1. For about 2 weeks out from the race, when we are in our taper. I simply cut back on over-indulging in food. I don't change my diet, I just don't have the second or third servings that normal marathon runners during training eat. I'll have smaller portions of snacks. I won't drink soda, beer, etc. Doing this method,  I usually drop 3-4 lbs and get pretty lean pre-race. I got down to 153.2 lbs before I left for Boston this year.

2. I let the flood gates open about 2-3 days before the race. I basically eat anything I want, concentrating a little more on carbohydrates. There's is nothing special to this though. You just eat. Eat what you want.

3. The Australian Carbo load mentioned above is a 24 hour carbo-load which usually consists of:
a. A short run (I do 2 miles), with 2:30 at mile pace, and 0:30 all out.
b. Immediate ingestion of copious amount of carbs after this run.
c. Continuous ingestion of copious amount of carbs during the day.
d. Cut-off solid food ingestion 12 hours before race.
e. Ingestion of copious amounts of liquid fuel about 3 hours before the race.

For my liquid carb consumption, I use Ultra Fuel.

It taste like child's paste dissolved in water, except worse.

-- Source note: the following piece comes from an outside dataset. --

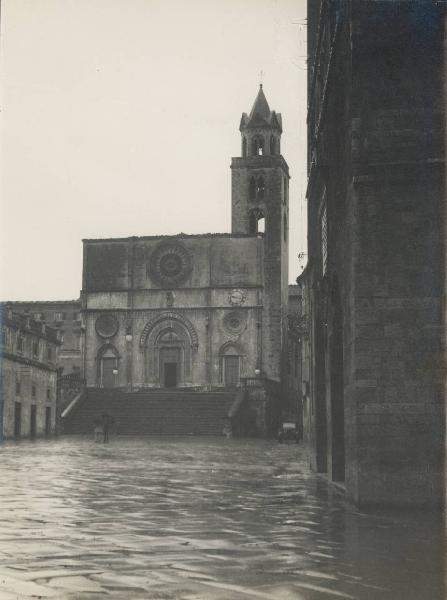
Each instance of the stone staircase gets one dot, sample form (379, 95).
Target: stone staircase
(152, 412)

It's difficult to mix, but it works for me and I won't change to anything else. Basically, the rule of thumb is three hours before the race the number of carbohydrates you need is your body weight in kilograms (1 kg = 2.2 lbs) times 3. Then divide this number by 100 and you get the number of servings of UltraFuel. Each serving of UltraFuel is 4 scoops.

I also use 1.5-2 servings of UltraFuel after the fast paced WAC run about (3a).

Just a note, be near a port-a-potty when doing this because its a lot of liquid to ingest.

I haven't hit the wall in a marathon since I've been doing this. 7 straight.

Friday, May 20, 2011

First Post: What Not To Wear To The Start Of A Marathon

I've seen it a million times. Especially at marathons like Boston, New York and even Wineglass. People show up to the start of a marathon hours before the start dressed in their race gear and nothing else.

Usually, it's cold and windy at the start. So, they shiver their race away before they even take one step during the race. Always feel bad for those people, since I already can tell they'll have a horrible race.

So today's tip. Invest a dollar or so at Goodwill and buy some old sweats and sweatshirts to keep warm at the start. Or even use some old work clothes you've got lying around the house. You'll have a better race, and you won't shiver to death. Toss the clothes right before the start. They'll probably be donated.

I wish I had a cool picture of a shivering runners, but unfortunately I do not.